Por cada mina terrestre que sai da terra, em Moçambique, Lídia Sebastião “enche-se de felicidade”. Uma mina que é desarmada significa mais vidas que se salvam num país que integra o triste ranking das cinco nações mais contaminadas do mundo, e onde se estima a existência de 10 mil vítimas da chamada ‘arma silenciosa’. A boa notícia é que o país está a 10 hectares de ser declarado livre de minas terrestres.
Moçambique, um dos cinco países mais contaminados do mundo, está a apenas dez hectares de ser declarado livre de minas terrestres, ao fim de 20 anos de operações e 300 mil engenhos removidos. Estima-se que 123 dos 128 distritos moçambicanos tenham sido minados, cobrindo 95% da sua superfície. No dia 17 deste mês, Tete foi declarada província libertada. Agora as operações finais concentram-se em três distritos da província de Sofala e um de Manica, envolvendo cerca de 600 pessoas no terreno, disse à agência Lusa o diretor do Instituto Nacional de Desminagem (IND).
Moçambique comprometeu-se a eliminar até ao fim do ano a totalidade das suas minas, ao abrigo do tratado internacional de Otava, embora Augusto Maverengue acredite que parte dos trabalhos transite para janeiro. “Dantes, falávamos em décadas, depois anos e agora dias”, assinalou o diretor do IND, que em novembro declarou Inhambane como província libertada e, com ela, todo o sul do país, incluindo a capital.
Os trabalhos de desminagem começaram logo após o Acordo Geral de Paz, em 1992, que encerrou 16 anos de guerra civil, e estavam então a cargo da missão da ONU. Dois anos depois, as autoridades moçambicanas assumiram as operações, quando se estimava que a limpeza demoraria entre 50 e cem anos, com largas centenas de milhares de engenhos plantados durante a guerra colonial, a agressão da antiga Rodésia e o conflito interno entre Governo e Renamo.
O cenário não era tão catastrófico como se previa, ainda assim Moçambique era considerado, a par de Angola, Bósnia, Camboja, Afeganistão, um dos cinco países mais minados do mundo e deverá torna-se no primeiro deles a ser declarado limpo.

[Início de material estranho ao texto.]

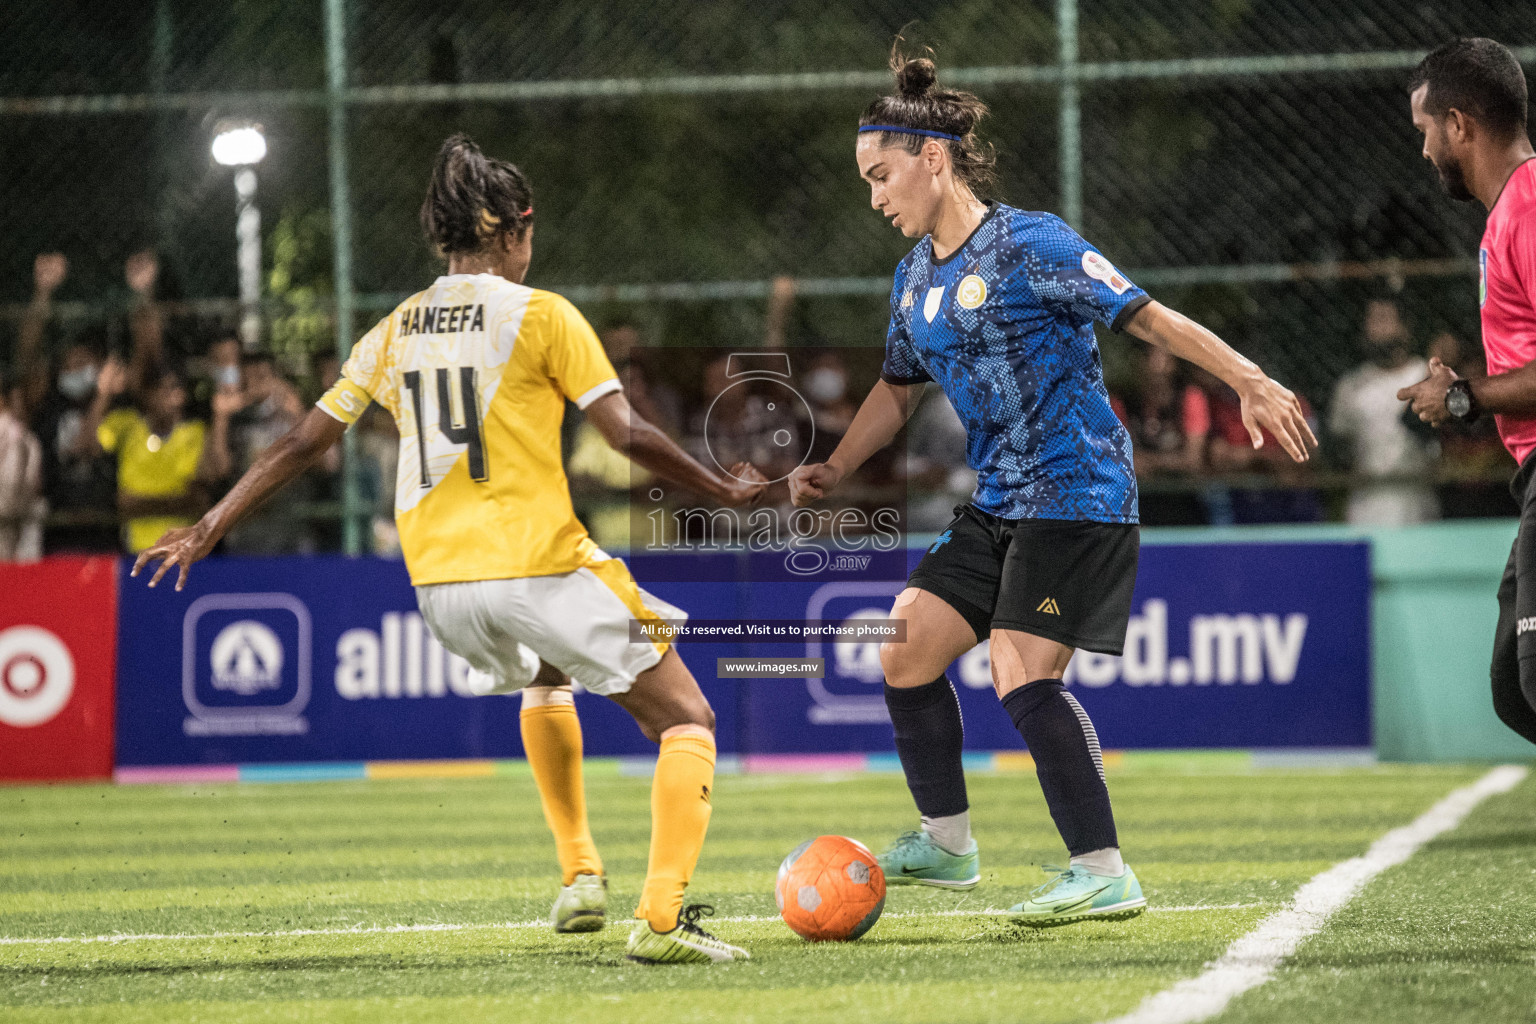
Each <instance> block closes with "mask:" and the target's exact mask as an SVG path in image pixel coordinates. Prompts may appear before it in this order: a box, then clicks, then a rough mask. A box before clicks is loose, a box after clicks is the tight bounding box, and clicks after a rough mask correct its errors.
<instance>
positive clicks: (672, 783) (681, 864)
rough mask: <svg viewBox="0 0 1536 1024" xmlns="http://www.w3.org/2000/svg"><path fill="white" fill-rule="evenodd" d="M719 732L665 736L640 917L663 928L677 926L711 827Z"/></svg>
mask: <svg viewBox="0 0 1536 1024" xmlns="http://www.w3.org/2000/svg"><path fill="white" fill-rule="evenodd" d="M713 786H714V737H713V735H710V734H708V732H703V731H702V729H700V731H699V732H687V734H684V735H673V737H668V738H665V740H662V752H660V757H657V758H656V778H654V780H653V781H651V857H650V863H648V864H647V867H645V887H644V889H641V903H639V906H637V907H634V917H637V918H642V920H645V921H650V924H651V927H653V929H654V930H657V932H670V930H671V929H674V927H677V913H679V912H680V910H682V894H684V890H685V889H687V887H688V880H690V878H691V877H693V867H694V864H697V863H699V851H702V849H703V834H705V832H707V831H708V829H710V791H711V788H713Z"/></svg>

Chuva e desconhecimento: os inimigos
As equipas no terreno lidam agora com as primeiras chuvas, “o maior inimigo da desminagem”, segundo Augusto Maverengue, e também com o desconhecimento da dimensão real dos últimos campos da morte. “A experiência mostra que temos de fazer o dobro do trabalho previsto nas pesquisas de base”, ressalva o vice-ministro dos Negócios Estrangeiros e rosto governamental da desminagem.
Henrique Banze acredita que 2015 marcará “uma nova era”, em que os moçambicanos poderão ter a certeza de que vão acordar sem esta ameaça. “É uma sensação fantástica”, declarou à Lusa. O diretor do IND, recorda que as minas “bloqueiam todo o uso do solo” e, uma vez desaparecidas, “garante-se segurança, livre circulação de pessoas e bens e que as comunidades invistam na terra, assim como os grandes projetos de desenvolvimento do país”.
Em duas décadas, foi varrida uma área equivalente a 32 mil campos de futebol, com incidência nas grandes infraestruturas. Só da barragem de Cahora Bassa e áreas adjacentes na província de Tete saíram cerca de 40 mil do total de 300 mil minas que se calcula terem sido neutralizadas desde 1992. Mais de cinco mil estavam na linha de alta tensão entre Maputo e Komatipoort, na África do Sul, e 2.700 noutra linha energética entre Manica e a Beira.
Maputo acolheu em junho a conferência de revisão do Tratado de Otava, da qual saiu a decisão histórica de declarar o mundo livre de minas até 2025. Este mês, autoridades moçambicanas, parceiros internacionais, países vizinhos e operadores de desminagem, discutiram o que se deve esperar após a libertação. “Estamos a falar da última mina conhecida”, alerta Augusto Maverengue, porque os trabalhos incidiram nas zonas suspeitas e outras haverá que se mantêm na ignorância.
Para lidar com futuros casos residuais, está a ser dada formação à polícia moçambicana. Se entretanto for descoberto uma área significativa, a tarefa passa para o exército. “Mas não acredito que ainda haja campos grandes”, diz o diretor do IND. Outra preocupação prende-se com os cerca de 600 funcionários que trabalham na desminagem, na maioria colocados em organizações não-governamentais, e que para o ano ficarão desocupados. O Governo tem prevista uma compensação e também apoios na transição para novas atividades. “
Não queremos que o fim da desminagem seja o fim destas pessoas, não seria lógico”, diz Augusto Maverengue.